OpenSearch/docs/reference/setup/configuration.asciidoc

340 lines
11 KiB
Plaintext

[[setup-configuration]]
== Configuration
[float]
=== Environment Variables
Within the scripts, Elasticsearch comes with built in `JAVA_OPTS` passed
to the JVM started. The most important setting for that is the `-Xmx` to
control the maximum allowed memory for the process, and `-Xms` to
control the minimum allocated memory for the process (_in general, the
more memory allocated to the process, the better_).
Most times it is better to leave the default `JAVA_OPTS` as they are,
and use the `ES_JAVA_OPTS` environment variable in order to set / change
JVM settings or arguments.
The `ES_HEAP_SIZE` environment variable allows to set the heap memory
that will be allocated to elasticsearch java process. It will allocate
the same value to both min and max values, though those can be set
explicitly (not recommended) by setting `ES_MIN_MEM` (defaults to
`256m`), and `ES_MAX_MEM` (defaults to `1g`).
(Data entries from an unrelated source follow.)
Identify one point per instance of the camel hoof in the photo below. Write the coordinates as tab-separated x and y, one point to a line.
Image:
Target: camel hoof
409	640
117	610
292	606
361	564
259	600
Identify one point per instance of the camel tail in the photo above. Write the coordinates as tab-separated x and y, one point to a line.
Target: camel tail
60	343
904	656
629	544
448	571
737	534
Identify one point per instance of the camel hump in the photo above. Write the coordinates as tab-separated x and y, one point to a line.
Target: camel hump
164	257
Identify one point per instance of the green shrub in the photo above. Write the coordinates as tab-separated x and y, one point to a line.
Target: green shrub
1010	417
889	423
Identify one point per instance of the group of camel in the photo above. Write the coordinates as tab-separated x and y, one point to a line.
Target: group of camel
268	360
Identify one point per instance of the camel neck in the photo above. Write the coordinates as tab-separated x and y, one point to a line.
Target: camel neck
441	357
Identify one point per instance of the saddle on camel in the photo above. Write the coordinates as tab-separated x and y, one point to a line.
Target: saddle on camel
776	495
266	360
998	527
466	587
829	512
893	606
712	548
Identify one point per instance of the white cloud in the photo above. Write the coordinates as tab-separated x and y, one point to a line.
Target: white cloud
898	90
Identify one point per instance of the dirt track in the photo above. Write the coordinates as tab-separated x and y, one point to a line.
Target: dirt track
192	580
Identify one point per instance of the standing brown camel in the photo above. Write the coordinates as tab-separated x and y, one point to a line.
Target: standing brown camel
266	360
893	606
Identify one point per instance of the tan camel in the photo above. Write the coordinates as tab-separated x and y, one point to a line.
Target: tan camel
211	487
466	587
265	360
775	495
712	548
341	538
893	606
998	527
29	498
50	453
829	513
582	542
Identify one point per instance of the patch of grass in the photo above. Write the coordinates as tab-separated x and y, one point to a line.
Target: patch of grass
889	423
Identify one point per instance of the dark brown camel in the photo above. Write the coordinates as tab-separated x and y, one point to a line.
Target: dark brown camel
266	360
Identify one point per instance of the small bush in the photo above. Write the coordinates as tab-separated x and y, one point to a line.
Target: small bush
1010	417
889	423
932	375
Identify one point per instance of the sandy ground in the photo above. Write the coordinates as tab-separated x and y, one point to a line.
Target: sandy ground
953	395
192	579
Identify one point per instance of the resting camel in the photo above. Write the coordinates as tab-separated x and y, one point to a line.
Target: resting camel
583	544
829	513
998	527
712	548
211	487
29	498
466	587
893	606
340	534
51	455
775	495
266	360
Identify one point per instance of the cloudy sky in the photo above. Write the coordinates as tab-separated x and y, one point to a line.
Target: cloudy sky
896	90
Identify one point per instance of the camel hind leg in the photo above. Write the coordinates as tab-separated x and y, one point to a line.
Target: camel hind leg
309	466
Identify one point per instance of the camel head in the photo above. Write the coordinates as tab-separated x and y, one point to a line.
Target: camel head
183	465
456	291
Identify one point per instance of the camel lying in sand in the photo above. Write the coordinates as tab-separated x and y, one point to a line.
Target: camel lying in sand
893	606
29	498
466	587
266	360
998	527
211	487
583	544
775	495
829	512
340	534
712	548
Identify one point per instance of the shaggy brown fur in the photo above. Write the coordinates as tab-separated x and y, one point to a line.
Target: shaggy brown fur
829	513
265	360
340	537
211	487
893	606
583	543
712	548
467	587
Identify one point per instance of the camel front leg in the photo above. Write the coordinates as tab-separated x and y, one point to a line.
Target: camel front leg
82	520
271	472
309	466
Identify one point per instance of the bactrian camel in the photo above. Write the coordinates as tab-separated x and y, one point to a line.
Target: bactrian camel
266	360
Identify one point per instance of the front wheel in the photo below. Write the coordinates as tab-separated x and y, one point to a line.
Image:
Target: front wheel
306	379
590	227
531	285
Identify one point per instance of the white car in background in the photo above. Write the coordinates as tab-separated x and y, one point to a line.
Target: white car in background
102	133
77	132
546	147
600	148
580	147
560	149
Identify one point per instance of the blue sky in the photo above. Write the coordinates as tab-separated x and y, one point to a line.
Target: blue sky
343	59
It is recommended to set the min and max memory to the same value, and
enable <<setup-configuration-memory,`mlockall`>>.
[float]
[[system]]
=== System Configuration
[float]
[[file-descriptors]]
==== File Descriptors
Make sure to increase the number of open files descriptors on the
machine (or for the user running elasticsearch). Setting it to 32k or
even 64k is recommended.
In order to test how many open files the process can open, start it with
`-Des.max-open-files` set to `true`. This will print the number of open
files the process can open on startup.
Alternatively, you can retrieve the `max_file_descriptors` for each node
using the <<cluster-nodes-info>> API, with:
[source,js]
--------------------------------------------------
curl localhost:9200/_nodes/process?pretty
--------------------------------------------------
[float]
[[vm-max-map-count]]
==== Virtual memory
Elasticsearch uses a <<default_fs,`hybrid mmapfs / niofs`>> directory by default to store its indices. The default
operating system limits on mmap counts is likely to be too low, which may
result in out of memory exceptions. On Linux, you can increase the limits by
running the following command as `root`:
[source,bash]
-------------------------------------
sysctl -w vm.max_map_count=262144
-------------------------------------
To set this value permanently, update the `vm.max_map_count` setting in
`/etc/sysctl.conf`.
NOTE: If you installed Elasticsearch using a package (.deb, .rpm) this setting will be changed automatically. To verify, run `sysctl vm.max_map_count`.
[float]
[[setup-configuration-memory]]
==== Memory Settings
The Linux kernel tries to use as much memory as possible for file system
caches and eagerly swaps out unused application memory, possibly resulting
in the elasticsearch process being swapped. Swapping is very bad for
performance and for node stability, so it should be avoided at all costs.
There are three options:
* **Disable swap**
+
--
The simplest option is to completely disable swap. Usually Elasticsearch
is the only service running on a box, and its memory usage is controlled
by the `ES_HEAP_SIZE` environment variable. There should be no need
to have swap enabled. On Linux systems, you can disable swap temporarily
by running: `sudo swapoff -a`. To disable it permanently, you will need
to edit the `/etc/fstab` file and comment out any lines that contain the
word `swap`.
--
* **Configure `swappiness`**
+
--
The second option is to ensure that the sysctl value `vm.swappiness` is set
to `0`. This reduces the kernel's tendency to swap and should not lead to
swapping under normal circumstances, while still allowing the whole system
to swap in emergency conditions.
NOTE: From kernel version 3.5-rc1 and above, a `swappiness` of `0` will
cause the OOM killer to kill the process instead of allowing swapping.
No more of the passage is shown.